Imagine if this evening, on your commute home, you could use your smartphone to access the webcam in your fridge and see what’s needed for dinner. Or, when you arrive at your train stop, your car is already heated to your favourite temperature for the final leg of the journey home.

These are just two very simple examples of how the Internet of Things, often referred to as IoT, could impact our lives in the future. But what exactly is the Internet of Things? And will it really change the way we live?

What is the Internet of Things?

SAP, the world’s third-largest independent software manufacturer, has defined the Internet of Things as a network of physical objects – vehicles, machines, home appliances and more – that use sensors and APIs to connect and exchange data over the Internet. In other words, it’s a collection of smart devices connected by the internet. One well-known example is the Amazon Echo, which can control your home’s lights, switches and thermostats with a simple voice command. Another is Tile, a keyring-sized Bluetooth tracker that helps you track your mislaid keys.

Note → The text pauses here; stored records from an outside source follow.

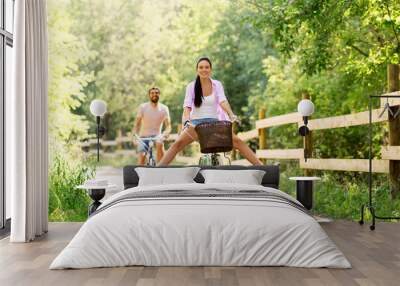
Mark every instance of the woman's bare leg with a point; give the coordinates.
(160, 150)
(187, 136)
(245, 150)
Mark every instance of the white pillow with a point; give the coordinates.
(249, 177)
(163, 176)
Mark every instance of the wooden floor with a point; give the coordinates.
(375, 257)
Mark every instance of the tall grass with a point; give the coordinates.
(66, 202)
(340, 195)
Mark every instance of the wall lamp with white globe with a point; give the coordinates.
(98, 108)
(305, 108)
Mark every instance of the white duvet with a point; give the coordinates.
(200, 231)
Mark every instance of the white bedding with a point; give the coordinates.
(185, 231)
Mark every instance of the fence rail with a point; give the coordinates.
(388, 153)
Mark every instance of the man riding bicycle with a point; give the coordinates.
(151, 117)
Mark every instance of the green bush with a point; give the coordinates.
(339, 195)
(66, 203)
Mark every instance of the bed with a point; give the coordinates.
(198, 224)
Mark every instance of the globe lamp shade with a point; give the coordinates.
(98, 107)
(305, 107)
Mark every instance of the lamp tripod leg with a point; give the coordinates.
(361, 221)
(372, 210)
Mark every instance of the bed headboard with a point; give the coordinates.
(270, 179)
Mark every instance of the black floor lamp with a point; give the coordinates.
(369, 206)
(305, 108)
(98, 108)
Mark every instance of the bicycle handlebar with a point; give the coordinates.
(156, 138)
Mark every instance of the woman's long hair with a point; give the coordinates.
(198, 92)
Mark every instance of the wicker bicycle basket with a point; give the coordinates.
(215, 136)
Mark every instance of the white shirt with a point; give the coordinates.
(207, 109)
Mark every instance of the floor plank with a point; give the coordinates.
(375, 257)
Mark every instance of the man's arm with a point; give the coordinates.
(167, 129)
(138, 122)
(167, 123)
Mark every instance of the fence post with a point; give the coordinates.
(307, 141)
(262, 134)
(119, 140)
(394, 131)
(234, 151)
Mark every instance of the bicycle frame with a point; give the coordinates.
(150, 160)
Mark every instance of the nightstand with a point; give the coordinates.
(304, 190)
(96, 193)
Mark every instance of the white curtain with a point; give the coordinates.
(27, 152)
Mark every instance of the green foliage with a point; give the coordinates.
(66, 79)
(339, 195)
(362, 34)
(66, 202)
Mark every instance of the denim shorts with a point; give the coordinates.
(202, 120)
(143, 145)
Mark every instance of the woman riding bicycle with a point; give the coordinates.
(205, 101)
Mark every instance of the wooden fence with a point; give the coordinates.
(355, 119)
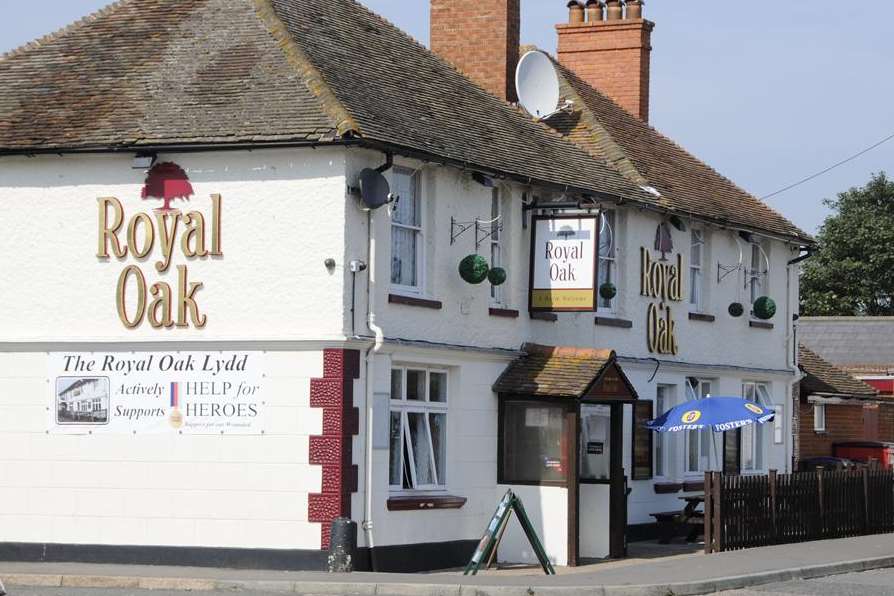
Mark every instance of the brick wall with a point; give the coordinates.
(613, 57)
(886, 423)
(843, 423)
(481, 39)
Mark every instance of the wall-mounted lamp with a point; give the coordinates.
(143, 161)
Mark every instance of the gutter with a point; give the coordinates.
(351, 140)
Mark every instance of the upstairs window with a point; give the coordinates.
(607, 253)
(696, 273)
(819, 418)
(407, 232)
(758, 273)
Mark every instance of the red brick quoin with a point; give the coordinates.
(332, 450)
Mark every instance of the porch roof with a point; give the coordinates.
(566, 372)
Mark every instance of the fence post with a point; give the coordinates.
(822, 509)
(772, 483)
(716, 496)
(709, 508)
(867, 528)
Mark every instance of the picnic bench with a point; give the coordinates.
(670, 522)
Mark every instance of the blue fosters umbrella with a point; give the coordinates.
(720, 414)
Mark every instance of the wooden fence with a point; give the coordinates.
(748, 511)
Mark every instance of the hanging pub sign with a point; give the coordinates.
(563, 263)
(662, 281)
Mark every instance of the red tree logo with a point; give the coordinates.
(167, 181)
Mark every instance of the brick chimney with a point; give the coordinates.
(611, 51)
(481, 39)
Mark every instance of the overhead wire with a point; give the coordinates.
(830, 168)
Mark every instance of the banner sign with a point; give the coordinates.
(156, 392)
(563, 263)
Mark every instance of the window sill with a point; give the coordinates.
(697, 316)
(545, 316)
(613, 322)
(667, 488)
(506, 313)
(425, 503)
(694, 487)
(411, 301)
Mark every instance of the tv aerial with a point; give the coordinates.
(537, 86)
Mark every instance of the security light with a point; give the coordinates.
(144, 161)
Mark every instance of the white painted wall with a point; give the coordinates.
(464, 318)
(282, 216)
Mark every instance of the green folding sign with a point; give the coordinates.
(487, 547)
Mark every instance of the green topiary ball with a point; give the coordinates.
(608, 291)
(473, 269)
(496, 276)
(764, 308)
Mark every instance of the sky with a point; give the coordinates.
(766, 93)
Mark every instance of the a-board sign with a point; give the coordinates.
(487, 546)
(563, 263)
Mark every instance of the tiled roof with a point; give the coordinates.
(150, 72)
(823, 377)
(860, 344)
(687, 185)
(167, 73)
(547, 371)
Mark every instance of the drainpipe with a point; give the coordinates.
(791, 348)
(371, 353)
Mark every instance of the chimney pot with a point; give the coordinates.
(575, 12)
(594, 11)
(614, 11)
(613, 57)
(634, 9)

The Internet of Things is already an established industry, albeit widely regarded as being in its infancy. According to Business Insider’s annual Global IoT Executive Survey, there will be more than 55 billion Internet of Things devices by 2025, up from about nine billion in 2017. In monetary terms, this will equate to nearly $15 trillion in aggregate Internet of Things investment between 2017 and 2025, with survey data showing that companies’ plans to invest in Internet of Things solutions are accelerating.

Strengths and weaknesses

One of the obvious strengths of the Internet of Things is the potential to create a more connected world whereby people gain more control over their devices and environments. It also has very practical uses in industry. Concrete Sensors, for example, manufactures wireless sensors made specifically for use in concrete that measure strength, temperature and relative humidity. It sends this data to a software platform that can be accessed through a number of smartphone apps, which allow the user to view real-time data by project, floor and individual sensor.

In broader terms, the benefits of the Internet of Things, according to SAP, include the potential for new business models and revenue; improved workforce productivity; enhanced operational efficiency; and better customer experiences. However, Samsung has urged caution when it comes to the evolution of the Internet of Things. In its Open Economy report, Samsung stated that “machine learning and AI technologies present enormous opportunity, but also levels of risk that have not yet been fully quantified. That makes simultaneous investments in secure platforms that open borders to new technologies even more critical.”


Although in its infancy, the Internet of Things will undoubtedly develop rapidly in the coming years. Indeed, research by Gartner Inc. found that by 2020, more than half of major new business processes and systems will incorporate some element of the Internet of Things. It also suggests that addressing compromises in Internet of Things security will increase costs to 20% of annual security budgets in 2020 – up from less than 1% in 2015.

Whether it’s wearables in the workplace or smart hairbrushes in the home, we could well look back in 10 years’ time and say: “all changed, changed utterly”. Whether it turns out to be a “terrible beauty”, as W. B. Yeats put it, is anybody’s guess.